Etymology and usage
The English name "wren" derives from Middle English wrenne, Old English wrænna, attested (as wernnaa) very early, in an eighth-century gloss. It is cognate to Old High German wrendo, wrendilo, and Icelandic rindill (the latter two including an additional diminutive -ilan suffix). The Icelandic name is attested in Old Icelandic (Eddaic) rindilþvari. This points to a Common Germanic name *wrandjan-, but the further etymology of the name is unknown.
The wren is also known as kuningilin "kinglet" in Old High German, a name associated with the fable of the election of the "king of birds". The bird that could fly to the highest altitude would be made king. The eagle outflew all other birds, but he was beaten by a small bird that had hidden in his plumage. This fable is already known to Aristotle (Historia Animalium 9.11) and Pliny (Natural History 10.95), and was taken up by medieval authors such as Johann Geiler von Kaisersberg, but it concerns Kinglets (Regulus) and is apparently motivated by the yellow "crown" sported by these birds (a point noted already by Ludwig Uhland). In modern German, the name is Zaunkönig, king of the fence (or hedge) and in Dutch the name is winterkoning (king of winter).

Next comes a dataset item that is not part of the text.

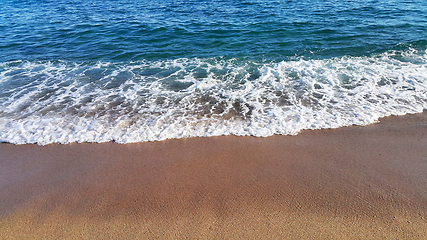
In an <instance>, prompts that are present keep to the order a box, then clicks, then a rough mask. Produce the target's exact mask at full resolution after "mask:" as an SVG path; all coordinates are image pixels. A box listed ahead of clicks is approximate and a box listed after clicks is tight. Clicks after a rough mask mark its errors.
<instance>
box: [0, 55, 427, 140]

The family name Troglodytidae is derived from troglodyte, which means "cave-dweller", and the wrens get their scientific name from the tendency of some species to forage in dark crevices.
The name "wren" is also ascribed to other families of passerine birds throughout the world. In Europe, kinglets are commonly known as "wrens", the common firecrest and goldcrest as "fire-crested wren" and "golden-crested wren", respectively.
The 27 Australasian "wren" species in the family Maluridae are unrelated, as are the New Zealand wrens in the family Acanthisittidae, the antbirds in the family Thamnophilidae, and the Old World babbler of the family Timaliidae.